The WEP and GPO repeal is now flowing through to roughly 3 million public-sector retirees, restoring full Social Security benefits for teachers, firefighters, and others who saw their checks offset for years. For dual-career households with a government pension in the mix, the retirement-income math looks meaningfully different than it did 18 months ago.

What to Check This Week

  • Pull your 2024 tax return and check your modified adjusted gross income against the $109,001 IRMAA threshold — that's the income Medicare will use to price your Part B premium when you turn 65. A question worth asking your CPA before any late-year Roth conversion.
  • If you've got cash earmarked for a 2027 tuition payment or tax bill, check what it's earning. Reports suggest 6-month CDs near 4.27% APY are still available, and rates have started drifting down — the 4-handle window may not last through fall.
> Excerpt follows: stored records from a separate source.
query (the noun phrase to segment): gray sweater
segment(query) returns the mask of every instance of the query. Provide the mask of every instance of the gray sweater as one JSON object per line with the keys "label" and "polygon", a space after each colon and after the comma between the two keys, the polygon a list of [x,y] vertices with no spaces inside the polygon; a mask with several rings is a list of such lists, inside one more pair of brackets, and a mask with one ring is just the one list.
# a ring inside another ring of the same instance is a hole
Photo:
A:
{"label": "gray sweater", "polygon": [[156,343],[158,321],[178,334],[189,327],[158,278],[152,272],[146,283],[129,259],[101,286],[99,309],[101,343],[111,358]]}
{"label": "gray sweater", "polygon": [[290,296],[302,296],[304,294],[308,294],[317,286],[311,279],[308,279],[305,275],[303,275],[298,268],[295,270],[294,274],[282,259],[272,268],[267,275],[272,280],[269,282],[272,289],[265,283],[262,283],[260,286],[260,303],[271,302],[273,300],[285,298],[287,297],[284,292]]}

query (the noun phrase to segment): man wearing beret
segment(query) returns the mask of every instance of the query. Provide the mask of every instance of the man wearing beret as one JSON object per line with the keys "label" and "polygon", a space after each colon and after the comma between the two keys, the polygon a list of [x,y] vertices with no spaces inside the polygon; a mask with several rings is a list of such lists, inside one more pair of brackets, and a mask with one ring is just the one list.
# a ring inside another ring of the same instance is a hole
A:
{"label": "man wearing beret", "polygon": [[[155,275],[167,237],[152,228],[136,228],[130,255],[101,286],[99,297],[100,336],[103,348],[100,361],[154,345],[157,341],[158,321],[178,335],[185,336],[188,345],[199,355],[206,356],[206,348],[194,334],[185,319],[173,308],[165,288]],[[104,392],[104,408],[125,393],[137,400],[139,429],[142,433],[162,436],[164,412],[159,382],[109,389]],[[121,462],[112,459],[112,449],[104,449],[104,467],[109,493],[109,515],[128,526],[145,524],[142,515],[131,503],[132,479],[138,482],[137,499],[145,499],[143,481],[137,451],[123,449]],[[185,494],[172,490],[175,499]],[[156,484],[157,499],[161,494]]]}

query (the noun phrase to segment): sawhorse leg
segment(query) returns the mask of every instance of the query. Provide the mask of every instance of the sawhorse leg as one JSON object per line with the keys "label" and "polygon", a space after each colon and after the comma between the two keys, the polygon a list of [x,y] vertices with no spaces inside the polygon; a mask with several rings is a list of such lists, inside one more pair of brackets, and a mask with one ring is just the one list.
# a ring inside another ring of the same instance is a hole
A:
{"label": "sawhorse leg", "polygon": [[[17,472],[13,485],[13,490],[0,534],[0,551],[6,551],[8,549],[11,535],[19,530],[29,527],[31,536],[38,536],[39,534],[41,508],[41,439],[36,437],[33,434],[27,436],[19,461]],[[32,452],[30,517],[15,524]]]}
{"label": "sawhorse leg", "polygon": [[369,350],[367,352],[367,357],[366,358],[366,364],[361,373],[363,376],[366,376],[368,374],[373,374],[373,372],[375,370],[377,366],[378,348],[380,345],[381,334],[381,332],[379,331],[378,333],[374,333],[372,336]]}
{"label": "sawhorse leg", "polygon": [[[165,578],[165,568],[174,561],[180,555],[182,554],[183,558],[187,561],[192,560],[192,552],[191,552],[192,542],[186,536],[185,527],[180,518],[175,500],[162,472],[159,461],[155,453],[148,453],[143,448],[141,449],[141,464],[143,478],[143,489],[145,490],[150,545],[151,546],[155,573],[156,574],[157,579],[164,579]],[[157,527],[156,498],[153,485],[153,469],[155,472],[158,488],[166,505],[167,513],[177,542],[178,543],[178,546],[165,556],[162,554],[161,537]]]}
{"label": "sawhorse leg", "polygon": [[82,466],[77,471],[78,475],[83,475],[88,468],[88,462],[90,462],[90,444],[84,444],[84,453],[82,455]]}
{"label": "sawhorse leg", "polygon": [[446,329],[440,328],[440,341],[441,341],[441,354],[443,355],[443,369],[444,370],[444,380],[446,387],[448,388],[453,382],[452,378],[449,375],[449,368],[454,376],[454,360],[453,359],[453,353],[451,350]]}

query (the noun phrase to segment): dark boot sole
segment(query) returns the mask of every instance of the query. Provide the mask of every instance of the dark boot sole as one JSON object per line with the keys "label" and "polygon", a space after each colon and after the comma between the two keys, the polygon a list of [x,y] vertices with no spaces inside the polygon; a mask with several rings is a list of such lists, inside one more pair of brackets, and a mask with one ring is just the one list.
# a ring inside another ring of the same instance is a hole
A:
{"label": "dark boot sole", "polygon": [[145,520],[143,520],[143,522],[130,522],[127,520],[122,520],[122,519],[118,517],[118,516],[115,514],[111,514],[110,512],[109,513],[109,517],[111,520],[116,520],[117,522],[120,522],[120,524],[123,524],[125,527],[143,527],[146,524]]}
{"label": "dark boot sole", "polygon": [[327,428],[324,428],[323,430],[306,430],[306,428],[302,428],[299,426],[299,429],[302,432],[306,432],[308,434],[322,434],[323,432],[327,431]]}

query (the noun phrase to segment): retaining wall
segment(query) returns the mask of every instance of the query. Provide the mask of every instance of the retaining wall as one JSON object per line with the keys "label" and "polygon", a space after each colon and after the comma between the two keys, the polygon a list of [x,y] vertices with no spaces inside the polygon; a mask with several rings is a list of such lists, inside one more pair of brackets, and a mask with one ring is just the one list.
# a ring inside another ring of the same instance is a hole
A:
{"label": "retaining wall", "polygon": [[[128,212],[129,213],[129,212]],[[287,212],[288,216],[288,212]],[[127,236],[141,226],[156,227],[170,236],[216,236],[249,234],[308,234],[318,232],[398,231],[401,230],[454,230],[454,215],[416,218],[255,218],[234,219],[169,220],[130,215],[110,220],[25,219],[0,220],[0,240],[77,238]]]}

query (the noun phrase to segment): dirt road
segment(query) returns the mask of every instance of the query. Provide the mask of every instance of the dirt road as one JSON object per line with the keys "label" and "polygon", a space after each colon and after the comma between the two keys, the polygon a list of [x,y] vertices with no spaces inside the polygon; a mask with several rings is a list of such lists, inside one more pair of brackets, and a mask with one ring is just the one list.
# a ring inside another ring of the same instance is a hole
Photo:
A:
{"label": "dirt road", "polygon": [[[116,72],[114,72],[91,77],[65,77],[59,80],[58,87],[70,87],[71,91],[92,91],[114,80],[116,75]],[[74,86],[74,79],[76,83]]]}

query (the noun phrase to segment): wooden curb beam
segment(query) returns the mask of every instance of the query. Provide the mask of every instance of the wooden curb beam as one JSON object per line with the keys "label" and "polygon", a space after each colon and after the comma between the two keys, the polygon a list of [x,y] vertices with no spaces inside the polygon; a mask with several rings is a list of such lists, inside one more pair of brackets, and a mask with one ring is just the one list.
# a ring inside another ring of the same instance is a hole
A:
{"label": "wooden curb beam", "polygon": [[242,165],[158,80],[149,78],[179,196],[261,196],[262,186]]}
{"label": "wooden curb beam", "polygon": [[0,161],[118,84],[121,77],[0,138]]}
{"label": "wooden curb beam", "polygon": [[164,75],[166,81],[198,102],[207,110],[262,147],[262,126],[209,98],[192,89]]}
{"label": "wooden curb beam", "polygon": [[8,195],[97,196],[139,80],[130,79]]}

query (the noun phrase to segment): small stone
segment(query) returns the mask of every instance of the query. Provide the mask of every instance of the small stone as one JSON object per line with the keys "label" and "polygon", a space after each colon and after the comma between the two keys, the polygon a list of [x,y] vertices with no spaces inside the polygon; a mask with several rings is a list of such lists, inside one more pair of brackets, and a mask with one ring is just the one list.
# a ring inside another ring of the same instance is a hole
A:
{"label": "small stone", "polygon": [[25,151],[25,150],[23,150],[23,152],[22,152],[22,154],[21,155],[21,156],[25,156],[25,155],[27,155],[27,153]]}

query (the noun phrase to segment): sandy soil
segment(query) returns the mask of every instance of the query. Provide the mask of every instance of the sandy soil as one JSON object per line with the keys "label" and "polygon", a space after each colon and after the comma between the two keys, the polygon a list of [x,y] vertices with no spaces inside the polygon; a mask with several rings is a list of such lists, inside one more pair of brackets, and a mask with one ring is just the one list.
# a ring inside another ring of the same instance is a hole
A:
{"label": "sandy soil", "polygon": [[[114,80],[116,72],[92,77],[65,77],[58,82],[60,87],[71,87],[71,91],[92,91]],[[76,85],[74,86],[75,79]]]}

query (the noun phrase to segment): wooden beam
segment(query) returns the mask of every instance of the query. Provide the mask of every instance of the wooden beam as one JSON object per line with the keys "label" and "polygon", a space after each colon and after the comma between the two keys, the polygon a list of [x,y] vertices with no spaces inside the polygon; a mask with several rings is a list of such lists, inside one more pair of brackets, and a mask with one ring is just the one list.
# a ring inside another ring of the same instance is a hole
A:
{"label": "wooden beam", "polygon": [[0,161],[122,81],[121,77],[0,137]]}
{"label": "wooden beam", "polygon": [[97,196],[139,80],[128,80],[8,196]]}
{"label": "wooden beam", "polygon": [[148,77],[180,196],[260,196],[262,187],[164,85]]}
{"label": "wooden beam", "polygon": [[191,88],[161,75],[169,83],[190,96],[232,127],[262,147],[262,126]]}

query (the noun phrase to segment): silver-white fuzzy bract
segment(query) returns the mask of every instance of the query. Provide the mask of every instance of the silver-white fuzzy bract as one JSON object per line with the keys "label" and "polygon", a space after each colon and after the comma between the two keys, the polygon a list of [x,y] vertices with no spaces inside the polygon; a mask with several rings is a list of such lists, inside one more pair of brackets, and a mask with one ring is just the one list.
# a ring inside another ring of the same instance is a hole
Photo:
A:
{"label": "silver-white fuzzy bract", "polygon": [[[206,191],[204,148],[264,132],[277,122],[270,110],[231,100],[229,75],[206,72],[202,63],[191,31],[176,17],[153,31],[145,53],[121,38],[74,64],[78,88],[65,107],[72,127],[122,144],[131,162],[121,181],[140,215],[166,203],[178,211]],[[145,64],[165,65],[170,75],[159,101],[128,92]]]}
  • Confirm your Social Security January 2026 deposit reflected the 2.8% COLA and roughly $58/month bump if you're already claiming. If you're a public-sector retiree previously hit by WEP or GPO, check whether the repeal has flowed through to your benefit yet.
  • The safety-net check most people skip: verify your Medicare Part B enrollment window if you're turning 65 in the next 12 months. Late enrollment penalties are permanent and compound for life — one of the few retirement mistakes you truly can't undo.